The work of the Task force underlines the importance the United States attaches to its military bases in the Ryukyu Islands. The armed strength deployed at these bases is of the greatest importance in maintaining our deterrent power in the face of threats to the peace in the far East. Our bases in the Ryukyu Islands help us assure our allies in the great arc from Japan through Southeast Asia not only of our willingness but also of our ability to come to their assistance in case of need.
The report of the Task force examines in detail the problem of reconciling the military imperative for continued United States administration with the desires of the Ryukyuan people to assert their identity as Japanese, to obtain the economic and social welfare benefits available in Japan, and to have a greater voice in the management of their own affairs. The report has also considered in the same context the desire of the Japanese people to maintain close contact with their countrymen in the Ryukyus.
I recognize the Ryukyus to be a part of the Japanese homeland and look forward to the day when the security interests of the free World will permit their restoration to full Japanese sovereignty. In the meantime we face a situation which must be met in a spirit of forbearance and mutual understanding by all concerned.
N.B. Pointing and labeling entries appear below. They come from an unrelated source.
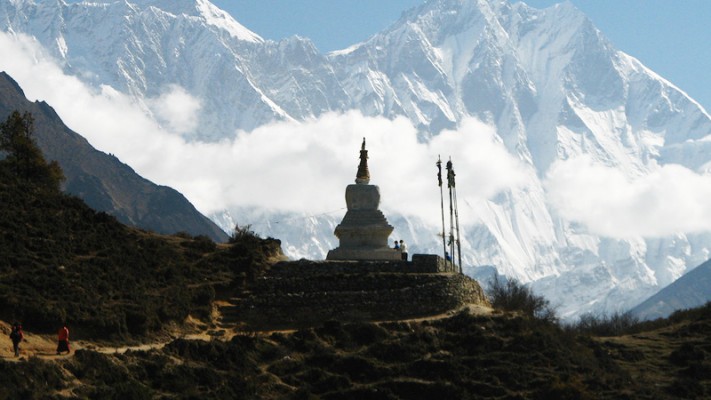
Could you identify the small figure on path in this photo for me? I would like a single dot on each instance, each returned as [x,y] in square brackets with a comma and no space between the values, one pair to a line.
[16,336]
[403,250]
[63,340]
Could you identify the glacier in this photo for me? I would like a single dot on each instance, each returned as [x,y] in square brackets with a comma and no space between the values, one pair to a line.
[547,81]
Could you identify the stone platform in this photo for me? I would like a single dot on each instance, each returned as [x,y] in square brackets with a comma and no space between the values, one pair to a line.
[304,293]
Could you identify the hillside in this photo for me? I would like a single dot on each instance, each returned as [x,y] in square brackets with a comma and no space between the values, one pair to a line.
[554,89]
[63,261]
[118,286]
[101,180]
[689,291]
[466,355]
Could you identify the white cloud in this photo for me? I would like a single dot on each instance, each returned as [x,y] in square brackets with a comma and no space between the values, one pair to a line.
[668,200]
[290,166]
[177,109]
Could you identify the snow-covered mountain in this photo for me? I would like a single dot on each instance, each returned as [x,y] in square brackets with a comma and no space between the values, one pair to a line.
[549,82]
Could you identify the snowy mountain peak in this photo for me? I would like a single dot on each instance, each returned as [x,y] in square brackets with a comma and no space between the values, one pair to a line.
[558,95]
[205,10]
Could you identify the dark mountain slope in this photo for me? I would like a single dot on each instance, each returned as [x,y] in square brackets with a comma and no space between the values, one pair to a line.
[101,180]
[63,261]
[691,290]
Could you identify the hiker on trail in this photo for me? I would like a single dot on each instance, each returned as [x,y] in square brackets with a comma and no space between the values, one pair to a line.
[63,340]
[16,336]
[403,250]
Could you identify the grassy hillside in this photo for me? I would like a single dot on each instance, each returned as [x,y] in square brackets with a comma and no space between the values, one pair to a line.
[62,261]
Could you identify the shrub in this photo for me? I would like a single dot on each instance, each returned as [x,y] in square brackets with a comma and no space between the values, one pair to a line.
[604,324]
[511,295]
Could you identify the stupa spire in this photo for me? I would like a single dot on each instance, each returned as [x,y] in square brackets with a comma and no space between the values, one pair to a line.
[363,175]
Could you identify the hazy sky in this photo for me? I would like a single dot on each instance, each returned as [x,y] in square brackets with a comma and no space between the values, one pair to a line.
[281,166]
[672,37]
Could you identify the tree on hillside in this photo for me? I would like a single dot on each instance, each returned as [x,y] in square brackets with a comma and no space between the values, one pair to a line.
[23,157]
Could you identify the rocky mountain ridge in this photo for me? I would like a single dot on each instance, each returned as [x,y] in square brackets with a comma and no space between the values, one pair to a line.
[549,82]
[101,180]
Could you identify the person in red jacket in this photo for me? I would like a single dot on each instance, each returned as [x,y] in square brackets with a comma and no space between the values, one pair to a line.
[63,340]
[16,336]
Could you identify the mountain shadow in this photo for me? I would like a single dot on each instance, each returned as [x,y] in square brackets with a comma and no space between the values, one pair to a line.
[101,180]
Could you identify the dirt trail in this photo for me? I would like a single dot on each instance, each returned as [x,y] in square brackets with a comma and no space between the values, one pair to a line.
[45,346]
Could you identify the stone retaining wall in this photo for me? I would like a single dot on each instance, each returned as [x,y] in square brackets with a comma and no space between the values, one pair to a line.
[307,293]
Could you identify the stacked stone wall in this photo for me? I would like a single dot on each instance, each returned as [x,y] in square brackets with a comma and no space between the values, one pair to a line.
[306,293]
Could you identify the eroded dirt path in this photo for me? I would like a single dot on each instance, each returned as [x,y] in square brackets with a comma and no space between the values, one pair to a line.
[45,346]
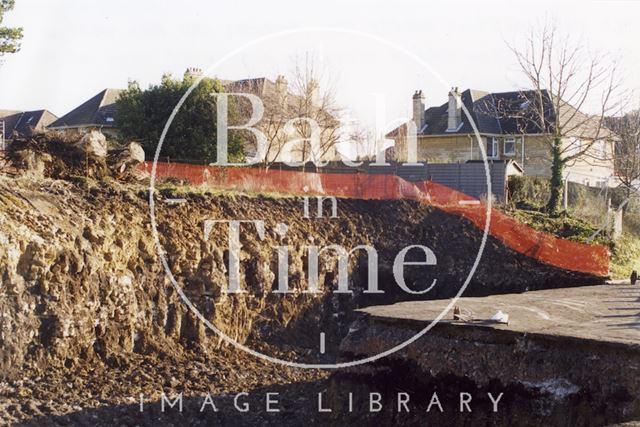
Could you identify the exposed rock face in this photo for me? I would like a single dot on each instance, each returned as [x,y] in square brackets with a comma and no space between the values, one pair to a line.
[80,277]
[127,158]
[93,144]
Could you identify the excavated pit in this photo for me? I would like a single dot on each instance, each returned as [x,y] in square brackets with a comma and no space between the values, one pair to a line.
[81,280]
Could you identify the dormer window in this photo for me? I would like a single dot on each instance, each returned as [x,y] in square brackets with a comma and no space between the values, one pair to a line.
[510,146]
[492,148]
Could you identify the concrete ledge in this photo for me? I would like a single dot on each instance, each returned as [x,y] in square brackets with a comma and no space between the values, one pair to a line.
[571,356]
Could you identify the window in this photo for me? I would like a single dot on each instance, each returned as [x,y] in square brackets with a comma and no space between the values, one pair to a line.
[510,146]
[600,149]
[492,148]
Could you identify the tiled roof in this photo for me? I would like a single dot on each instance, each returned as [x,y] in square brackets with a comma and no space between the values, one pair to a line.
[24,123]
[502,113]
[97,111]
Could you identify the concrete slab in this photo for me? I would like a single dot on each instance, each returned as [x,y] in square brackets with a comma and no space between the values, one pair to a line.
[609,313]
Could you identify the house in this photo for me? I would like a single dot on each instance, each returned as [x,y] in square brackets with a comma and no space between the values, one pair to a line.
[281,105]
[99,112]
[22,123]
[444,134]
[96,113]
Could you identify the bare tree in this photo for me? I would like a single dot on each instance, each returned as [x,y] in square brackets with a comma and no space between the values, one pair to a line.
[316,108]
[627,162]
[564,79]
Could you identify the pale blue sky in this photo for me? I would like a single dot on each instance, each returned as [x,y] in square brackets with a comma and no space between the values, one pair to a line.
[73,49]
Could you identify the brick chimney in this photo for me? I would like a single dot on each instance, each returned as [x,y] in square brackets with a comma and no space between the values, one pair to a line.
[281,85]
[192,73]
[454,110]
[418,110]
I have directed that a number of specific actions be taken to give expression to this spirit by the United States, to discharge more effectively our responsibilities toward the people of the Ryukyus, and to minimize the stresses that will accompany the anticipated eventual restoration of the Ryukyu Islands to Japanese administration. These actions consist of:
1. Asking the Congress to amend the Price Act (Public Law 86-629) to remove the present $6 million ceiling on assistance to the Ryukyu Islands.
2. Preparing for submission to the Congress plans for the support of new programs in the Ryukyus to raise the level of compensation for Ryukyuan employees of the U.S. Forces and the Government of the Ryukyu Islands and the levels of public health, educational and welfare services so that over a period of years they reach those obtaining in comparable areas in Japan.
3. Preparing proposals for the Congress to provide over future years a steady increase in loan funds available for the development of the Ryukyuan economy.
4. Entering into discussions with the Government of Japan with a view to working out precise arrangements to implement a cooperative relationship between the United States and Japan in providing a cooperative relationship between the United States and Japan in providing assistance to promote the welfare and well-being of the inhabitants of the Ryukyu Islands and their economic development, as discussed between Prime Minister Ikeda and myself during his visit to Washington last year.
5. Carrying on a continuous review of governmental functions in the Ryukyu Islands to determine when and under what circumstances additional functions that need not be reserved to the United States as administering authority can be delegated to the Government of the Ryukyu Islands.
6. Carrying on a continuous review of such controls as may be thought to limit unnecessarily the private freedoms of inhabitants of the Ryukyu Islands with a view to eliminating all controls which are not essential to the maintenance of the security of the United States military installations in the Ryukyus or of the islands themselves.
The amendments to Executive Order 10713 are designed to accomplish the following purposes:
1. Provide for nomination of the Chief Executive of the Government of the Ryukyu Islands by the legislature.
2. Restate the veto power of the High Commissioner, to emphasize its restricted purposes.
3. Lengthen the term of the legislature from two to three years.
4. Permit the legislature to alter the number and boundaries of election districts.
5. Provide that the Civil Administrator shall be a civilian.
6. Make certain technical changes in the provisions for criminal jurisdiction over certain Americans in the Ryukyus.